Le ho fatto questa domanda dopo aver riletto una delle ultime frasi di Borsellino che in maniera chiara disse: «Materialmente mi ucciderà la mafia, ma la mafia mi ucciderà quando altri lo consentiranno». La sua morte era già scritta? E da chi?
«Ho grande rispetto per Paolo Borsellino, un magistrato intelligentissimo. Ma queste restano solo ipotesi».
Ancora una domanda, alla quale in parte ha già risposto: qual è l’eredità che Borsellino e Falcone lasciano non solo ai palermitani e ai siciliani ma a tutti gli italiani?

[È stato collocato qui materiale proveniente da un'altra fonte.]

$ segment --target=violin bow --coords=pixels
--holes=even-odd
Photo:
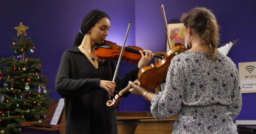
[[[127,35],[128,35],[128,33],[129,32],[129,30],[130,29],[130,27],[131,26],[131,23],[132,23],[132,21],[130,21],[129,24],[128,25],[128,28],[127,28],[127,30],[126,31],[126,34],[125,34],[125,37],[124,38],[124,41],[123,46],[122,46],[122,50],[121,50],[120,55],[119,56],[119,59],[118,59],[117,64],[116,65],[116,68],[115,68],[115,74],[114,75],[114,77],[113,78],[113,80],[112,80],[112,81],[115,81],[115,78],[116,78],[117,71],[118,71],[118,68],[119,68],[119,65],[120,64],[120,62],[121,61],[121,58],[122,58],[122,55],[123,55],[123,52],[124,52],[124,49],[125,48],[124,44],[125,44],[125,42],[126,42],[126,39],[127,38]]]
[[[125,37],[124,38],[124,41],[123,46],[122,47],[122,50],[121,50],[120,55],[119,56],[119,59],[118,59],[118,61],[117,62],[117,64],[116,65],[116,67],[115,68],[115,74],[114,74],[114,76],[113,77],[113,80],[112,80],[112,81],[115,81],[115,78],[116,78],[116,75],[117,75],[117,71],[118,71],[118,68],[119,68],[119,65],[120,65],[120,62],[121,61],[121,59],[122,58],[122,55],[123,55],[123,52],[124,52],[124,49],[125,48],[124,45],[125,44],[125,42],[126,42],[127,35],[128,35],[128,33],[129,32],[129,30],[130,29],[130,27],[131,26],[131,23],[132,23],[132,21],[130,21],[129,24],[128,25],[128,28],[127,28],[127,30],[126,31],[126,34],[125,34]],[[109,95],[108,97],[110,99],[110,96]]]
[[[163,4],[162,4],[160,8],[161,9],[161,11],[162,12],[163,25],[165,28],[165,34],[166,35],[166,38],[167,38],[167,42],[169,45],[169,49],[171,49],[171,36],[170,36],[169,30],[167,29],[167,21],[166,19],[166,16],[165,16],[165,11],[164,11],[164,7],[163,6]]]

«Ottenere la legalità con ogni strumento, anche se dovesse costare la vita perché la legalità è il valore fondante di una società civile ancor prima della democrazia».
Domani (oggi, ndr) lei sarà a Pescara idealmente con un messaggio per non dimenticare. Ce lo può anticipare?
«Nel mio messaggio che sarà letto a Pescara (vedi l’articolo qui accanto, ndr) ricorderò, come ho fatto in questa intervista, Paolo Borsellino e poi accenderò un faro sugli uomini della sua scorta. Erano ragazzi straordinari perché sapevano che dopo Giovanni Falcone, Borsellino sarebbe stata la persona più esposta, ma andarono avanti lo stesso facendo fino in fondo il proprio lavoro. Ed è questo il senso del dovere da trasmettere ai nostri giovani per renderli più forti e più ricchi dentro come quei cinque eccezionali ragazzi».